Commercial Court considers interplay between new witness statement rules and admissibility of opinion evidence

Commercial Court considers interplay between new witness statement rules and admissibility of opinion evidence

Companies may elect to receive three month extension period for filing accounts during COVID-19

The Business and Property Courts recently introduced new rules governing the preparation of witness evidence in Practice Direction 57AC of the Civil Procedure Rules (PD 57AC) which require a revised approach to planning and preparing witness evidence.

In particular PD 57AC seeks to limit the scope of evidence given in witness statements and restricts it to the evidence that a witness would be allowed to give if called to give oral evidence at trial. In short, the new rules aim to ensure witness statements are evidence of fact and are not used as a way to convey material that is not for witness evidence, such as legal arguments or commentary on documents the witness was not a party to.

PD 57AC came into force earlier this year and applies to trial witness statements signed on or after 6 April 2021. As the rules came into effect recently, there has been limited judicial consideration of the changes. However a recent decision in the Commercial Court, MAD Atelier International BV v Manes [2021] EWHC 1899 (Comm), was the first reported judgment considering the Court’s powers under PD 57AC and the relationship between the new rules and the admissibility of opinion evidence. We consider the Court’s approach below.

Recent case

In MAD Atelier International BV v Manes, the Defendant (Mr Manes) applied to strike out passages of the Claimant’s (MAD Atelier) witness statements on the basis they contained inadmissible opinion evidence.

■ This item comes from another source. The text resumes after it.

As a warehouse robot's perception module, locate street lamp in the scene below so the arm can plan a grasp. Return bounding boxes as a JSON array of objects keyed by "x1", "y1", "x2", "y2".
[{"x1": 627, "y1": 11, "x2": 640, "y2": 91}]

The application was made pursuant to paragraph 5.2(1) of PD 57AC which gives the Court the power to strike out a trial witness statement where the statement does not comply with the new rules.

By way of background, Mr Manes and MAD Atelier agreed in 2015 to enter into a joint venture to develop an international franchise of restaurants under the brand "L'Atelier de Joel Robuchon". MAD Atelier alleged that Mr Manes fraudulently induced it into transactions that ultimately led to the termination of the joint venture agreement. MAD Atelier claimed that this resulted in two heads of damage relevant to the quantum recoverable for the allegations of fraud: (i) the transfer of MAD Atelier’s interest in the company MAD Atelier SA at a substantial undervalue; and (ii) the loss of the profits that MAD Atelier would otherwise have earned from the joint venture. Both categories require an assessment of the hypothetical profits that were likely otherwise to have been made.

Decision

In dismissing Mr Manes’ application, Sir Michael Burton, considered the position under PD 57AC and concluded “the new Practice Direction does not change the law as to admissibility of evidence or overrule the directions given by the previous authorities, including in the Court of Appeal, as to what may be given in evidence”. The Judge further emphasised the well-established position under Section 3(2) of the Civil Evidence Act 1972, that there is no blanket rule that witnesses who are not independent experts cannot give opinion evidence.

The judgment went on to highlight the following points of interest:

  1. Non-expert witnesses can give opinion evidence which relates to the factual evidence which they give, particularly if they have relevant experience of knowledge;
  2. This is particularly so where the evidence is as to a hypothetical situation and concerns what would or could have happened; and
  3. Witness evidence as to a hypothetical situation is particularly relevant in relation to quantum where the Court is trying to “do its best on the material before it”.
  4. PD 57AC states that trial witness statements should not include commentary on other evidence in the case. However, reference in witness statements to documents does not necessarily amount to inadmissible “commentary” as PD 57AC requires identification of documents to which the witness has been referred for the purposes of giving their statement.

The Court went on to highlight that the power to strike out witness statements under PD 57AC is, in any event, discretionary. In dismissing the application, the Judge noted that the evidence by MAD Atelier’s witnesses was not, in his view, inadmissible and considered it was either (i) itself factual evidence; (ii) or evidence of opinion given by those with knowledge of the facts and by reference to the factual evidence which they each give.

Conclusion

While the Judge recognised the value of PD 57AC, he noted that, in his view, it was not intended to affect the issue of admissibility of evidence. Rather the real purpose of the rules is to address the wastage of costs incurred by the provision of lengthy witness statements that merely recite the contents of the documentary disclosure and comment on it.

As is often the case with procedural updates, the practical application of PD 57AC and the Court’s approach to its provisions is an evolving process. However this decision provides some welcome clarification concerning the Court’s powers under PD 57AC and the issue of admissibility of evidence. This will undoubtedly be of interest to litigation lawyers, and those who may be required to give evidence in proceedings, as the position crystallises.